Bretagne,(bretan) Fransa'nın 26 bölgesinden biri. Paris'te hatiri sayilir oranda Breton nufus var, hatta Montparnasse bolgesi yogun yerleşim bölgeleri. Christine de Breton ve bizi gecen sene buradaki festivallerine goturmustu, meshur geleneksel kiyafetleri ve muzikleriyle ilk geldigimiz sıralar tanismistik. La Mère Poulard biskuvilerinin, tereyagli karamel sekerlemelerinin ve kreplerinin meshur oldugunu da ondan ogrendik. O tarafa gidecegimizi duyunca da tabiki tavsiyelerde bulundu, haritasini acip nerde ne kadar vakit gecirmek iyi olur; nerede ne yenir nereden ne alinir soyledi, rehber kitabini da verdi. Ama bizim sure yine yetmedi.
Dinan
Gece Dinan'da kaldik (Hotel Le Challonge'da; çok merkezi, güzel bir otel) Yine cok sevimli bir kucuk kasaba, tek kotu yani aksam 7 de dukkanlarin kapanmasi, neyse ki paskalya diye pazar gunu acikti. Les 3 Lunes adli restoranda harika degisik yemekler yedik. Ozan tatlı olarak karışık tabak istedi ve goruntusu bile bizi tatmin etmeye yetti.
Dinan
Dinard
Varlikli fransizlarin evlerinin bulundugu, şık bir sahil şehri. Kıyaslamayı çok severim şehirleri. Nereye gitsem burası Ankara gibi, burası aynı Mengen, burası Altınoluğu hatırlattı bana gibi benzetmeleri yapmasam olmaz. Burası da bana Buyuk Ada'yı anımsattı. Bir iki beden buyugu diyebiliriz. Sahil şeridi boyunca spor yapan pek cok insana rastladik, nasil bu kadar iradeli olabiliyorlar anlamiyorum, hava soguk yagmurlu sabahin köru ve kosuyorlar, cocuklari da sortlariyla sahilde oyun oynuyorlardi, biz mont ve botlarla usurken...
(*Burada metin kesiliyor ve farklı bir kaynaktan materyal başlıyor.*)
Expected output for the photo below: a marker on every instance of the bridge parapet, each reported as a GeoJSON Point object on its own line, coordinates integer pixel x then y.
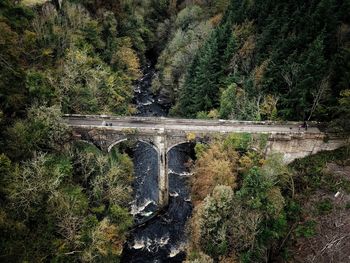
{"type": "Point", "coordinates": [164, 133]}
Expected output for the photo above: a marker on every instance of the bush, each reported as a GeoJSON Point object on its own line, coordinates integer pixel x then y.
{"type": "Point", "coordinates": [324, 206]}
{"type": "Point", "coordinates": [307, 229]}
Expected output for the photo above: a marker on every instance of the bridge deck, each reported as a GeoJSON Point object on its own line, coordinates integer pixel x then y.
{"type": "Point", "coordinates": [151, 124]}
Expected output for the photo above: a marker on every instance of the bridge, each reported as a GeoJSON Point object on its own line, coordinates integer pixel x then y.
{"type": "Point", "coordinates": [165, 133]}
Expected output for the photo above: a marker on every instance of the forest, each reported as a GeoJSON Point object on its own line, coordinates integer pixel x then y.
{"type": "Point", "coordinates": [66, 201]}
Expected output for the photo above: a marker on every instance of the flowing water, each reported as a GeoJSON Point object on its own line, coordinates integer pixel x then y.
{"type": "Point", "coordinates": [159, 238]}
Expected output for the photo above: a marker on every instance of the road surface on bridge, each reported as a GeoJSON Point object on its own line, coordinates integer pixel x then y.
{"type": "Point", "coordinates": [185, 125]}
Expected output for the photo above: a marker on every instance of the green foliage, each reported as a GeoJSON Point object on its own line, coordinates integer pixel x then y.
{"type": "Point", "coordinates": [324, 206]}
{"type": "Point", "coordinates": [307, 229]}
{"type": "Point", "coordinates": [43, 130]}
{"type": "Point", "coordinates": [212, 221]}
{"type": "Point", "coordinates": [284, 68]}
{"type": "Point", "coordinates": [121, 217]}
{"type": "Point", "coordinates": [200, 148]}
{"type": "Point", "coordinates": [238, 141]}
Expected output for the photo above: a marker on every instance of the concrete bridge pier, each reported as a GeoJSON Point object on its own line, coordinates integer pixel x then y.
{"type": "Point", "coordinates": [160, 142]}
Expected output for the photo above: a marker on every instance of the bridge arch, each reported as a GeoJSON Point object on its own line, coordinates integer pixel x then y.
{"type": "Point", "coordinates": [115, 143]}
{"type": "Point", "coordinates": [139, 140]}
{"type": "Point", "coordinates": [177, 144]}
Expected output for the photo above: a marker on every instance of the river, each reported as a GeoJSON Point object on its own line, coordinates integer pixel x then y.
{"type": "Point", "coordinates": [163, 237]}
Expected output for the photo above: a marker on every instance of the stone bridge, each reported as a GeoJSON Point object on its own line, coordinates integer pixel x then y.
{"type": "Point", "coordinates": [165, 133]}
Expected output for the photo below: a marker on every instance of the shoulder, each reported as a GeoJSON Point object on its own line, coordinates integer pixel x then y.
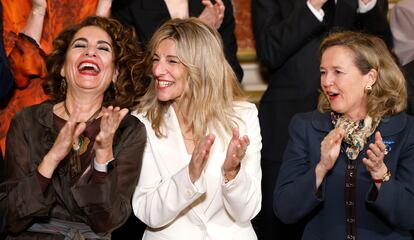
{"type": "Point", "coordinates": [37, 112]}
{"type": "Point", "coordinates": [312, 120]}
{"type": "Point", "coordinates": [244, 106]}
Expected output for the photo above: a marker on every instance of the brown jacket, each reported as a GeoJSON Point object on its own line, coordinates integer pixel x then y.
{"type": "Point", "coordinates": [103, 205]}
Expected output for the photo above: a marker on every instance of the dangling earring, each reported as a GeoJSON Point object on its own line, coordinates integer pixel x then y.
{"type": "Point", "coordinates": [114, 87]}
{"type": "Point", "coordinates": [63, 86]}
{"type": "Point", "coordinates": [368, 89]}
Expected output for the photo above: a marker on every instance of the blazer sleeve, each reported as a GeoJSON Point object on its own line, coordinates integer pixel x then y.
{"type": "Point", "coordinates": [295, 192]}
{"type": "Point", "coordinates": [157, 201]}
{"type": "Point", "coordinates": [21, 195]}
{"type": "Point", "coordinates": [107, 203]}
{"type": "Point", "coordinates": [395, 198]}
{"type": "Point", "coordinates": [242, 196]}
{"type": "Point", "coordinates": [226, 31]}
{"type": "Point", "coordinates": [278, 37]}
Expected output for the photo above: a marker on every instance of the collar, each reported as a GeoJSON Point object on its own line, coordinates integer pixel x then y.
{"type": "Point", "coordinates": [389, 125]}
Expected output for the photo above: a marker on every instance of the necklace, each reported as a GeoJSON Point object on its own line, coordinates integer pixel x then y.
{"type": "Point", "coordinates": [80, 144]}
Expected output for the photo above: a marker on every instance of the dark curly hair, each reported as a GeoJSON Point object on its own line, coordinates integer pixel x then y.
{"type": "Point", "coordinates": [128, 59]}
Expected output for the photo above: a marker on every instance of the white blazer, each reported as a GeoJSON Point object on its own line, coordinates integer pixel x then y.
{"type": "Point", "coordinates": [174, 208]}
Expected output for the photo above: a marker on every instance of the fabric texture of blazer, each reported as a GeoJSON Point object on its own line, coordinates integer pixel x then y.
{"type": "Point", "coordinates": [174, 208]}
{"type": "Point", "coordinates": [386, 213]}
{"type": "Point", "coordinates": [146, 16]}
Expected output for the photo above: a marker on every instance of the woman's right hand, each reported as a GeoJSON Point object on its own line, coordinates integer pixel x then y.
{"type": "Point", "coordinates": [200, 156]}
{"type": "Point", "coordinates": [39, 4]}
{"type": "Point", "coordinates": [62, 146]}
{"type": "Point", "coordinates": [330, 147]}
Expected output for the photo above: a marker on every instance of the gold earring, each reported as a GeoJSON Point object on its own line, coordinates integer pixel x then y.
{"type": "Point", "coordinates": [368, 89]}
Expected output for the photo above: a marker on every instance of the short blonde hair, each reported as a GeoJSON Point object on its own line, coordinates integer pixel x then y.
{"type": "Point", "coordinates": [389, 93]}
{"type": "Point", "coordinates": [211, 85]}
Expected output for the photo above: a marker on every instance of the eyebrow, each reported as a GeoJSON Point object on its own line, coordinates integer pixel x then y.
{"type": "Point", "coordinates": [86, 40]}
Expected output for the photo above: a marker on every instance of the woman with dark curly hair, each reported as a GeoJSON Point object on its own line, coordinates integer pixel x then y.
{"type": "Point", "coordinates": [72, 162]}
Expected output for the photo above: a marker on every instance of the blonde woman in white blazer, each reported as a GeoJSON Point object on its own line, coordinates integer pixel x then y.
{"type": "Point", "coordinates": [201, 173]}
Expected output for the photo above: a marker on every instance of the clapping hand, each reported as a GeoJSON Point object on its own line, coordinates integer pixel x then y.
{"type": "Point", "coordinates": [63, 143]}
{"type": "Point", "coordinates": [374, 162]}
{"type": "Point", "coordinates": [235, 154]}
{"type": "Point", "coordinates": [200, 156]}
{"type": "Point", "coordinates": [330, 148]}
{"type": "Point", "coordinates": [111, 118]}
{"type": "Point", "coordinates": [212, 14]}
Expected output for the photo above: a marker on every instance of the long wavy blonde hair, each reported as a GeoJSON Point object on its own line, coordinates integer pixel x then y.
{"type": "Point", "coordinates": [211, 86]}
{"type": "Point", "coordinates": [389, 93]}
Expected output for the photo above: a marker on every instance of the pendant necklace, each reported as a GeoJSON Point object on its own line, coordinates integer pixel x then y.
{"type": "Point", "coordinates": [80, 144]}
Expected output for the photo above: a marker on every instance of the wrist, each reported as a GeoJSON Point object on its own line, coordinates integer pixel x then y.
{"type": "Point", "coordinates": [383, 176]}
{"type": "Point", "coordinates": [39, 10]}
{"type": "Point", "coordinates": [229, 175]}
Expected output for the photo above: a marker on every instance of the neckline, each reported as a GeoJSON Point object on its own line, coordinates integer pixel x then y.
{"type": "Point", "coordinates": [90, 119]}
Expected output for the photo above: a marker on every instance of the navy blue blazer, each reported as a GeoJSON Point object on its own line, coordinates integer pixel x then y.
{"type": "Point", "coordinates": [390, 215]}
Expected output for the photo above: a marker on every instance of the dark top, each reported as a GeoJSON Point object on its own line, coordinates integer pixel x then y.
{"type": "Point", "coordinates": [103, 205]}
{"type": "Point", "coordinates": [146, 16]}
{"type": "Point", "coordinates": [386, 213]}
{"type": "Point", "coordinates": [408, 70]}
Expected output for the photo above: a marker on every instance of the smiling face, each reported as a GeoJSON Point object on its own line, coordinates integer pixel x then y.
{"type": "Point", "coordinates": [343, 83]}
{"type": "Point", "coordinates": [89, 62]}
{"type": "Point", "coordinates": [168, 71]}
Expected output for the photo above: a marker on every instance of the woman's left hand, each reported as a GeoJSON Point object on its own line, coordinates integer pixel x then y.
{"type": "Point", "coordinates": [235, 153]}
{"type": "Point", "coordinates": [212, 15]}
{"type": "Point", "coordinates": [111, 118]}
{"type": "Point", "coordinates": [103, 9]}
{"type": "Point", "coordinates": [374, 162]}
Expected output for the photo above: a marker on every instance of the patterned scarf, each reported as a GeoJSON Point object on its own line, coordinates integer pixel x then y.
{"type": "Point", "coordinates": [356, 132]}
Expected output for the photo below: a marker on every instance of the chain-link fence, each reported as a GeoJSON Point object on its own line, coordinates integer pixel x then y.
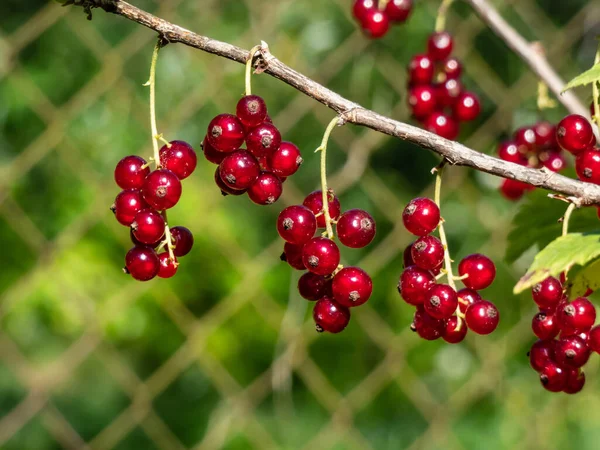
{"type": "Point", "coordinates": [223, 355]}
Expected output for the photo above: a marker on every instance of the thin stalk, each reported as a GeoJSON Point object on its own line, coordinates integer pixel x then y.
{"type": "Point", "coordinates": [324, 189]}
{"type": "Point", "coordinates": [440, 21]}
{"type": "Point", "coordinates": [249, 69]}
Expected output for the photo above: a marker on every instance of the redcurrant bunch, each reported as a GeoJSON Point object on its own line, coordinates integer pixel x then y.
{"type": "Point", "coordinates": [376, 16]}
{"type": "Point", "coordinates": [566, 334]}
{"type": "Point", "coordinates": [335, 288]}
{"type": "Point", "coordinates": [142, 205]}
{"type": "Point", "coordinates": [534, 146]}
{"type": "Point", "coordinates": [436, 97]}
{"type": "Point", "coordinates": [441, 310]}
{"type": "Point", "coordinates": [258, 170]}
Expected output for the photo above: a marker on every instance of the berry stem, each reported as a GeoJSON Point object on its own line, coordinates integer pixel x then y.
{"type": "Point", "coordinates": [440, 21]}
{"type": "Point", "coordinates": [152, 83]}
{"type": "Point", "coordinates": [249, 68]}
{"type": "Point", "coordinates": [566, 218]}
{"type": "Point", "coordinates": [324, 190]}
{"type": "Point", "coordinates": [438, 191]}
{"type": "Point", "coordinates": [596, 93]}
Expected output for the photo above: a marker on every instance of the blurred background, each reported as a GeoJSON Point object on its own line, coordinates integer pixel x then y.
{"type": "Point", "coordinates": [224, 355]}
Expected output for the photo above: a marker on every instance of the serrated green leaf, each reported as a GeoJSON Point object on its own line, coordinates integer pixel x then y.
{"type": "Point", "coordinates": [587, 77]}
{"type": "Point", "coordinates": [559, 255]}
{"type": "Point", "coordinates": [536, 223]}
{"type": "Point", "coordinates": [589, 277]}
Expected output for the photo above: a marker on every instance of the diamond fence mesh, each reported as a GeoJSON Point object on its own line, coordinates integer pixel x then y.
{"type": "Point", "coordinates": [223, 355]}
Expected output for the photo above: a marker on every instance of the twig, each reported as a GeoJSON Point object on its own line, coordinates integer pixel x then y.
{"type": "Point", "coordinates": [453, 152]}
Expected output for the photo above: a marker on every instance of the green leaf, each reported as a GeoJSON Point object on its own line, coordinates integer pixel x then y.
{"type": "Point", "coordinates": [587, 77]}
{"type": "Point", "coordinates": [589, 277]}
{"type": "Point", "coordinates": [558, 256]}
{"type": "Point", "coordinates": [536, 223]}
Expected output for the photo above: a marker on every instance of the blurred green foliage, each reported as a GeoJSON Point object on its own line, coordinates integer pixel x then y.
{"type": "Point", "coordinates": [87, 336]}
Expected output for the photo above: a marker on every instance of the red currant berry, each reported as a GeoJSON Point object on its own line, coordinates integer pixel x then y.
{"type": "Point", "coordinates": [575, 381]}
{"type": "Point", "coordinates": [553, 377]}
{"type": "Point", "coordinates": [239, 170]}
{"type": "Point", "coordinates": [286, 160]}
{"type": "Point", "coordinates": [211, 154]}
{"type": "Point", "coordinates": [180, 158]}
{"type": "Point", "coordinates": [467, 107]}
{"type": "Point", "coordinates": [355, 228]}
{"type": "Point", "coordinates": [398, 10]}
{"type": "Point", "coordinates": [292, 254]}
{"type": "Point", "coordinates": [540, 354]}
{"type": "Point", "coordinates": [553, 161]}
{"type": "Point", "coordinates": [296, 224]}
{"type": "Point", "coordinates": [466, 297]}
{"type": "Point", "coordinates": [448, 92]}
{"type": "Point", "coordinates": [407, 257]}
{"type": "Point", "coordinates": [421, 216]}
{"type": "Point", "coordinates": [427, 252]}
{"type": "Point", "coordinates": [266, 190]}
{"type": "Point", "coordinates": [148, 226]}
{"type": "Point", "coordinates": [321, 256]}
{"type": "Point", "coordinates": [131, 172]}
{"type": "Point", "coordinates": [225, 133]}
{"type": "Point", "coordinates": [513, 189]}
{"type": "Point", "coordinates": [161, 189]}
{"type": "Point", "coordinates": [313, 287]}
{"type": "Point", "coordinates": [226, 190]}
{"type": "Point", "coordinates": [439, 45]}
{"type": "Point", "coordinates": [442, 125]}
{"type": "Point", "coordinates": [545, 134]}
{"type": "Point", "coordinates": [251, 110]}
{"type": "Point", "coordinates": [482, 317]}
{"type": "Point", "coordinates": [314, 202]}
{"type": "Point", "coordinates": [508, 151]}
{"type": "Point", "coordinates": [579, 315]}
{"type": "Point", "coordinates": [455, 330]}
{"type": "Point", "coordinates": [547, 293]}
{"type": "Point", "coordinates": [525, 139]}
{"type": "Point", "coordinates": [594, 339]}
{"type": "Point", "coordinates": [168, 266]}
{"type": "Point", "coordinates": [142, 263]}
{"type": "Point", "coordinates": [375, 23]}
{"type": "Point", "coordinates": [571, 351]}
{"type": "Point", "coordinates": [360, 8]}
{"type": "Point", "coordinates": [414, 285]}
{"type": "Point", "coordinates": [545, 326]}
{"type": "Point", "coordinates": [422, 101]}
{"type": "Point", "coordinates": [263, 139]}
{"type": "Point", "coordinates": [183, 240]}
{"type": "Point", "coordinates": [479, 269]}
{"type": "Point", "coordinates": [127, 204]}
{"type": "Point", "coordinates": [351, 287]}
{"type": "Point", "coordinates": [420, 70]}
{"type": "Point", "coordinates": [574, 133]}
{"type": "Point", "coordinates": [587, 165]}
{"type": "Point", "coordinates": [330, 316]}
{"type": "Point", "coordinates": [452, 68]}
{"type": "Point", "coordinates": [427, 327]}
{"type": "Point", "coordinates": [441, 301]}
Son olarak St Malo'ya ugradik, Bretanya'ya gitmişken deniz urunu yemeden gelemezdik, gerçi herkes istridyeyi Cancale'da yemeyi onermisti ama zaten cok yakin sehirler ve Cancale istridyesi satiliyordu orada da. Bol bol taze istridye yedik, diğer deniz ürünlerini de tabi. Üstune tatli olarak Le Tournesol krepçisinde kreplerimizi de yedik. Seçtiğim Salideau krebi çok güzeldi, dondurmalı elmalı karamel soslu, gideceklere tavsiye ederim.
Saatlerce deniz konseptli dekorasyon esyalari satan dukkanlardan cikamadik, rolleri değiştik bu defa Ozanla; dükkandan zor çıkardım. Pusulalar, deniz fenerleri, saatler ve pek çok çeşit deniz temalı aksesuarların arasından sonunda bir maket tekne aldi.
Beni bu St Malo gezisi hiç kesmedi, daha çarşıya ayak basar basmaz buraya tekrar gelicem demeye başladım, bir kaç saat yetmez en az 1 gün kalmak lazım.